Newton's Telecom Dictionary is the "bible" of the telecommunications, networking, Internet, computer and information technology industry. It earned this reputation through its widespread adoption for training, for sales and for management understanding of industry technology. Substantially expanded, the 27th edition has 26,978 definitions -- with 695 new definitions and about 1500 updates reflecting industry changes since the 26th edition.
Many of the new entries are in hot areas
• 802.11 WiFi networks • 3G, 3.5G and 4G/LTE • satellite communications • smartphones • fiber broadband networks • IP voice, data, and video • DOCSIS, 1.1., 2.0 and 3.0 • convergence • optical networks • internetworking • cloud services • virtualization and visualization • network security and network weaknesses • military communications • network economics • MoCA and new local area networks • ecommerce • service delivery and billing • government regulation • industry mergers and acquisition • green computing and green telephony • social networks
Newton's Telecom Dictionary differs from technical dictionaries (on paper or online) in that it not only defines terms, but explains them and puts the terms in the context of alternatives and often offers advice on getting the maximum benefit from the technology. Some of the definitions are actually mini-essays, covering several pages. All definitions -- no matter how technical the term - are explained in words a non-engineer businessperson can understand. This “understandable words” approach is not an attempt to "dumb down" the definitions but to make them understandable and accessible to everyone, including engineers who may come from a different field of engineering and not be familiar with telecom’s nuances
This is a great desk reference for those interested in communications. Still highly applicable.
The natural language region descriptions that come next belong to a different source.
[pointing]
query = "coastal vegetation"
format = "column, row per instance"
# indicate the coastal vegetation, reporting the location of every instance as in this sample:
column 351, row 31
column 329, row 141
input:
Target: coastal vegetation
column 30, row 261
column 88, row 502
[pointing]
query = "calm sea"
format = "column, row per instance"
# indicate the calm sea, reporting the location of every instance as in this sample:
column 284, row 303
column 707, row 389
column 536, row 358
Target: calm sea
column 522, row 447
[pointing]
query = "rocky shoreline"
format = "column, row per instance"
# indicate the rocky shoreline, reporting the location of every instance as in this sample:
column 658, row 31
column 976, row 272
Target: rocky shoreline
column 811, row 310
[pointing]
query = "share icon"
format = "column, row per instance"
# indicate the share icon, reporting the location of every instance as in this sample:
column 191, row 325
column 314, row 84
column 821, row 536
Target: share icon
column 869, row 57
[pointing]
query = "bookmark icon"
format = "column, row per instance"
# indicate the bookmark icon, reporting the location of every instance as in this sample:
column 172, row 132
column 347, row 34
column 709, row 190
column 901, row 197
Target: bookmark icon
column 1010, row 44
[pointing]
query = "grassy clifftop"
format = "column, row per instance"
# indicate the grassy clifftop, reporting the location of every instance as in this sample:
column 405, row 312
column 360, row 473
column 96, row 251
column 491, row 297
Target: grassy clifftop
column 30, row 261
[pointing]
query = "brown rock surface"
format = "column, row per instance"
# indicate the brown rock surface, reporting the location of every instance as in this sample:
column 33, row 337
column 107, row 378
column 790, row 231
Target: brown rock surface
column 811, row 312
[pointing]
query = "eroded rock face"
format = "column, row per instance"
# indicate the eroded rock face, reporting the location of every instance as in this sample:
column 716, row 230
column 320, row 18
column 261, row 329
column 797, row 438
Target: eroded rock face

I tend to rate 3 to 5 stars as I don’t bother with books that aren’t acceptable to the subject. 3 stars means it is a good book, but there are better treatments of the subject matter. 4 stars means the book is great and I use it regularly in projects/research. 5 stars is reserved for top 10-20% on a given shelf that abstracted a particularly difficult idea in an easy to understand manner (i.e. it blew my mind).
After working in the computer industry for years I thought I was accustomed to jargon and acronyms, then we started making computers for telecom companies and working with them. Phone companies have an 80yr head start on creating their own gobbldygook and this book was a great help in deciphering it all, ok most of it.
I've worked in the Telecom industry for over 10 years this is one of the few books that I keep at my desk. I work at a small rural telephone co-op. whenever we hire a new person I try to find a copy of this book so they have some sort of reference guide my favorite edition of it is the 30th edition.
This book is a must-have for anyone who has anything to do with voice, and if you're in networking, you should get this, because of the popularity of convergence.